# Hands-on: Question Answering by Querying Planning Analytics Data

## Overview

This Jupyter Notebook provides an example of how to:

1. Develop a Question Answering application that can answer user's question based on Planning Analytics data.

2. Construct a One-Shot Prompt and pass the prompt to Large Language Model (LLM) to generate MDX statement based on user's question.

3. Construct another Prompt and pass the retrieved tabular dataset to Large Language Model (LLM) to generate answer based on the PA data.

In [None]:
# Install library
%pip install TM1py

In [None]:
# Import libraries
import json
import os
import random
import requests
from TM1py.Services import TM1Service
from TM1py.Exceptions import TM1pyException
from TM1py.Utils.Utils import build_pandas_dataframe_from_cellset
from TM1py.Utils.Utils import build_cellset_from_pandas_dataframe

from ibm_cloud_sdk_core.authenticators import IAMAuthenticator

# WML python SDK
from ibm_watson_machine_learning.foundation_models import Model
from ibm_watson_machine_learning.metanames import GenTextParamsMetaNames as GenParams
from ibm_watson_machine_learning.foundation_models.utils.enums import ModelTypes, DecodingMethods

from TM1py.Services import TM1Service
from TM1py.Exceptions import TM1pyException

## 1. Setup Connection to Planning Analytics

To get connected to Planning Analytics server, you need these informations:
- address
- port
- user
- password
- namespace

Your connection is successful when you see the *Server Name* and *Product Version* information.

In [None]:
# Set up connection to Planning Analytics server
try:
    with TM1Service(
        address="<YOUR PA SERVER ADDRESS HERE>",
        port=<YOUR PA PORT NUMBER HERE>,
        ssl=False,
        user="pm",
        password="IBMDem0s",
        namespace="Harmony LDAP"
    ) as tm1:
        print("Server Name:", tm1.server.get_server_name())
        print("Product Version:",tm1.server.get_product_version())

# Error Handling        
except TM1pyException as e:
    if e.status_code == 401:
        print('Wrong credentials')
    elif e.status_code == 404:
        print('Wrong connection')
    else:
        print('Something else went wrong.
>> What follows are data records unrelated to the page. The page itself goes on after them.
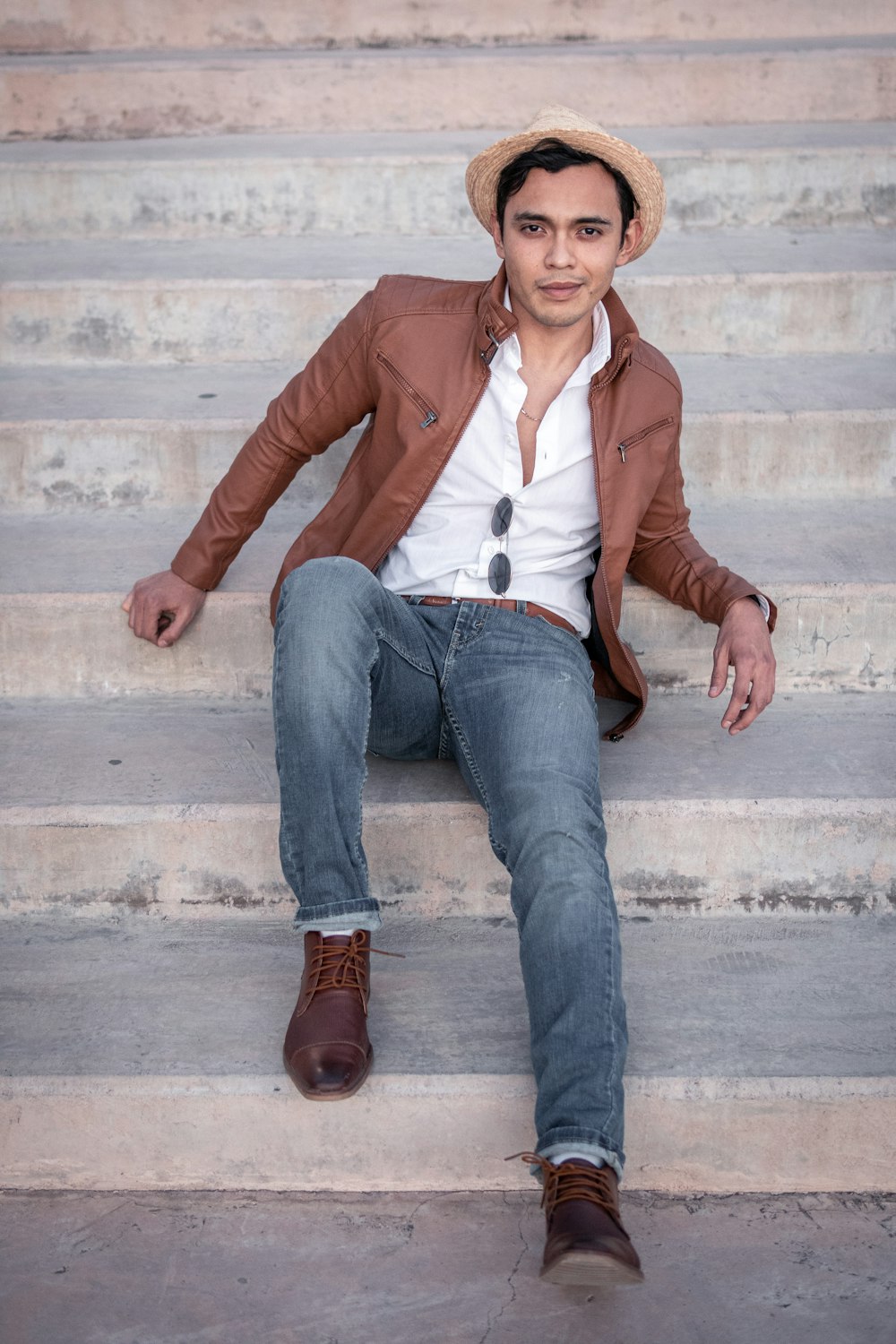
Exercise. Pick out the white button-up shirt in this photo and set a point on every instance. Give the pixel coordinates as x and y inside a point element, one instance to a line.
<point>555,527</point>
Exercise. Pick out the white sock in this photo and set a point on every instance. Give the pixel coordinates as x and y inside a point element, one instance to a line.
<point>579,1158</point>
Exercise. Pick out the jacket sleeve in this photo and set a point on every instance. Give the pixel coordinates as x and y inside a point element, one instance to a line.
<point>669,559</point>
<point>316,408</point>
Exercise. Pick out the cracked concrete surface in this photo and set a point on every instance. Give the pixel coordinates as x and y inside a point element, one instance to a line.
<point>443,1269</point>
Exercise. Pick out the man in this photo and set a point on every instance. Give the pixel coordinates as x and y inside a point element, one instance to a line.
<point>460,597</point>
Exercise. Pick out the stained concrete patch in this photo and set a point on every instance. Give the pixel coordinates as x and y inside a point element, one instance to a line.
<point>437,1269</point>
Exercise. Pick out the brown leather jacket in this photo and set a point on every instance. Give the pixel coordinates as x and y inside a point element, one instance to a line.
<point>414,355</point>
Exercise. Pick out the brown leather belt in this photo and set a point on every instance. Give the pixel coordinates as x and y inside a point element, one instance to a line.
<point>505,604</point>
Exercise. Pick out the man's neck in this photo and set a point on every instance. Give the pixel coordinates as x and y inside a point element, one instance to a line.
<point>552,349</point>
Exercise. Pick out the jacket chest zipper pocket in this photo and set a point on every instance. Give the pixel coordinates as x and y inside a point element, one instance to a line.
<point>635,438</point>
<point>429,414</point>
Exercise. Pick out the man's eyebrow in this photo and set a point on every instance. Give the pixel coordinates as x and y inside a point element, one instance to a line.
<point>530,217</point>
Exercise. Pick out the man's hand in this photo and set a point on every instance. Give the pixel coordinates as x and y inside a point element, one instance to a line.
<point>745,644</point>
<point>161,607</point>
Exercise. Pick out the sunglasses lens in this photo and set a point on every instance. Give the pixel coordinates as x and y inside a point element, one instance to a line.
<point>501,516</point>
<point>498,573</point>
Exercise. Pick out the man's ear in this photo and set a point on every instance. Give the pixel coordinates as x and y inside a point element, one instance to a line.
<point>495,236</point>
<point>634,233</point>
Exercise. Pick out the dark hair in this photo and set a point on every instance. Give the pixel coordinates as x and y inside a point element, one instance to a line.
<point>554,156</point>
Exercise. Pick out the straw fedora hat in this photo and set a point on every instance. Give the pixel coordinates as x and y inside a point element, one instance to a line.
<point>563,124</point>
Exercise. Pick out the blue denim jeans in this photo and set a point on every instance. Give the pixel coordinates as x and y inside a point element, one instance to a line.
<point>509,698</point>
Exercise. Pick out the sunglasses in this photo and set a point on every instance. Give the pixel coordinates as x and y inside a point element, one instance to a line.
<point>500,570</point>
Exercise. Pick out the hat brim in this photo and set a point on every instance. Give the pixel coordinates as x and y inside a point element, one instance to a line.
<point>640,172</point>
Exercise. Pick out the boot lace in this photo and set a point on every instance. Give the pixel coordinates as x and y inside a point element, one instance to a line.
<point>567,1182</point>
<point>344,965</point>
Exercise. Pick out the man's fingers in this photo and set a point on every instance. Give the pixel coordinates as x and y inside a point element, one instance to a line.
<point>739,699</point>
<point>171,625</point>
<point>719,669</point>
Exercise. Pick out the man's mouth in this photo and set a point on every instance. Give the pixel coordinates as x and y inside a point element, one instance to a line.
<point>562,289</point>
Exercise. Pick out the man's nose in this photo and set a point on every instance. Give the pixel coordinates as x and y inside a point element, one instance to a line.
<point>559,252</point>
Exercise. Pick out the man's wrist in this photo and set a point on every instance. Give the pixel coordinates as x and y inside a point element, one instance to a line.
<point>763,604</point>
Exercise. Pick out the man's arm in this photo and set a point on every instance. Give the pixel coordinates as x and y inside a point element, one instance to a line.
<point>319,406</point>
<point>668,558</point>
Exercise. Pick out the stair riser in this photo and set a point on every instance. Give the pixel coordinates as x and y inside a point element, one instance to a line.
<point>818,857</point>
<point>414,195</point>
<point>88,99</point>
<point>435,1133</point>
<point>829,637</point>
<point>215,320</point>
<point>159,464</point>
<point>66,26</point>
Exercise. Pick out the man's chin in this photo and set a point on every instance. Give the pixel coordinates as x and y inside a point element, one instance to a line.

Check error code:', str(e))

## 2. User's Question

User's question in natural language.

In [None]:
# User's question
question = "How many units of product 21002 did we sell in year 1 in organization 102 through channel 10?"

## 3. Configuring watsonx.ai

The following section defines the input to the Large Language Model (LLM).
Provides the credential for watsonx.ai as indicated below

1. `watsonx_project_id`: The watsonx.ai **Project ID** provided in watsonx.ai project -> Manage -> Project ID
2. `api_key`: The **API Key** provided in IBM Cloud -> Manage -> API Key

In [None]:
project_id = os.environ["PROJECT_ID"]

In [None]:
# URL of the hosted LLMs is hardcoded because at this time all LLMs share the same endpoint
url = "https://us-south.ml.cloud.ibm.com"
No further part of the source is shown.